Prostate cancer programme

The Ministry has developed an action plan to ensure men have improved access to quality prostate cancer information and care.

Prostate cancer is one of the most common cancers in New Zealand men. 

Every year about 3000 men, brothers, fathers, husbands, sons and grandfathers are found to have prostate cancer and about 600 die from the disease.  These deaths can be prevented if prostate cancer is detected early.

Budget 2013 announced $4.3 million over four years to raise awareness of prostate cancer and ensure men have better access to quality information and care.  The funding will be used to

  • develop information resources for men and their families.
  • create GP support material to help men and their doctors make informed decisions about prostate cancer tests and treatment.
  • develop clinical standards to make sure all men have fair and equal access to quality cancer care.

Work we're doing to improve prostate cancer outcomes

In 2011 the Government Health Committee was established, and conducted an inquiry into the early detection and treatment of prostate cancer.

The Committee recommended against establishing a national population screening programme for prostate cancer.  It concluded that while prostate specific antigen (PSA) testing saves some lives it must be balanced against the known side effects of further investigation and treatment. The committee made 17 recommendations in its report to Parliament, which were supported by the Government. They included monitoring international trials relating to the benefits and harms of prostate cancer screening; and that an equity-focused prostate cancer quality improvement programme be set up so all men with prostate cancer have fair access to good quality care.

In February 2012 the Ministry established a 19-member Prostate Cancer Taskforce. The taskforce included specialists and experts including urologists, general practitioners, pathologists, oncologists and consumer representatives. The taskforce report: Diagnosis and Management of Prostate Cancer in New Zealand: Recommendations from the Prostate Cancer Taskforce;  made 40 recommendations that span the entire prostate cancer diagnosis and treatment pathway.  Recommendations include:

  • providing men and their families and whānau with clear and balanced information about prostate cancer tests and treatments
  • providing health professionals with training and tools to help them assess men concerned about prostate cancer and manage those with the disease
  • improving pathology reporting to ensure more consistent prostate cancer tumour grading
  • improving data collection to enable better monitoring across the prostate cancer pathway.

In 2013, the four-year Prostate Cancer Awareness and Quality Improvement Programme (AQIP) was launched to improve outcomes for men with prostate cancer.
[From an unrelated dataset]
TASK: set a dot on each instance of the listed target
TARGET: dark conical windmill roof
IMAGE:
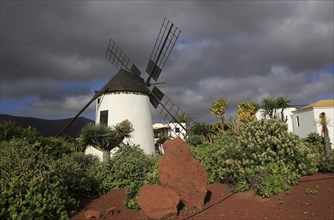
(125, 81)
The programme outlines issues that exists for early detection and treatment of prostate cancer in New Zealand, provides solutions and identifies the next steps for the Ministry and wider health sector. Actions needed to improve prostate care are grouped into three areas:

  • greater access to information
  • care along the cancer pathway
  • monitoring, evaluation and research
  • Learn more about the AQIP

A Prostate Cancer Working Group and a set of specialist sub-groups have been set up to guide implementation of the Prostate Cancer Awareness and Quality Improvement Programme (AQIP).

Detailed booklets were developed in 2013.  The resources are based on clinical advice and recommendations from the Prostate Cancer Taskforce.

In July 2015, a new clinical guidance was released to help reduce the harm caused by unnecessary treatments for men with low-risk prostate cancer. The clinical guidance focuses on the use of active surveillance to manage men with low-risk prostate cancer. It helps standardise care across the country as it sets out who should be considered for active surveillance, and when they should move to other management options.

In September 2015, a guidance was released for doctors and health services to provide clear, consistent and culturally appropriate guidance on the possible harms and benefits of testing and treatment options so men, their family and whānau can make informed decisions.